Tougher terms for hedge funds


Date: Monday, July 30, 2007
Author: Anuj Gangahar, FT.com

Investment banks are responding to rising credit concerns by imposing tougher lending terms on hedge funds, in a move that threatens to exacerbate investor unease in the financial markets.

Prime brokerage departments at several investment banks have raised their margin requirements for certain hedge fund clients as they seek to insure themselves against the possibility of new hedge fund collapses as a result of the recent market turmoil.

"Financing terms for hedge funds are being tightened and this is forcing a further deleveraging of risk across global markets," said Gerald Lucas, senior investment adviser at Deutsche Bank.

One prime broker said his bank had started examining its lending criteria in the wake of the much-publicised problems at two hedge funds run by Bear Stearns.

"Recently we have broadened our stricter standards to funds beyond those with exposure to US mortgage market. I'd say this is now a pretty broad-based retreat from leverage."

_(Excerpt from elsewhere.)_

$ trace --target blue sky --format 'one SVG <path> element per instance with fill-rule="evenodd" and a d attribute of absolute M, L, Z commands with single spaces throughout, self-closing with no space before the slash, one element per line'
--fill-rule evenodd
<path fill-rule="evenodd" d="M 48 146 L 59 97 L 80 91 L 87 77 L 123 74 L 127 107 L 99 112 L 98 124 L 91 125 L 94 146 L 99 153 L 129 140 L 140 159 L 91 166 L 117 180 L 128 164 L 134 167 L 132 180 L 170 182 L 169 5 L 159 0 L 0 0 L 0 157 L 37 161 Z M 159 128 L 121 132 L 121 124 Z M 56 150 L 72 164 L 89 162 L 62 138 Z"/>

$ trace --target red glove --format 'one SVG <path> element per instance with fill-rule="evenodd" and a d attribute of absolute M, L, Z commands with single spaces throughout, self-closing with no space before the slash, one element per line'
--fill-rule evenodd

The move could raise pressure on parts of the hedge fund sector, since it comes at a time when performance at some groups has slumped as a result of market swings. The average hedge fund, across all strategies, returned0.8 per cent in June, down from 2.3 per cent in May, according to Credit Suisse Tremont.

Fixed income-focused hedge funds were the worst affected, returning just 0.2 per cent in June.

If a hedge fund's performance deteriorates sufficiently, its prime broker's bank can demand that it sells assets to repay loans.

Ciaran O'Hagan, strategist at Société Générale, said: "Borrowers [now] find it harder to finance their leverage and that is proving a millstone for all risk-based strategies."

The stricter approach to lending to hedge funds by investment banks comes as markets continue to suffer as a result ofconcerns about the state of the US credit markets.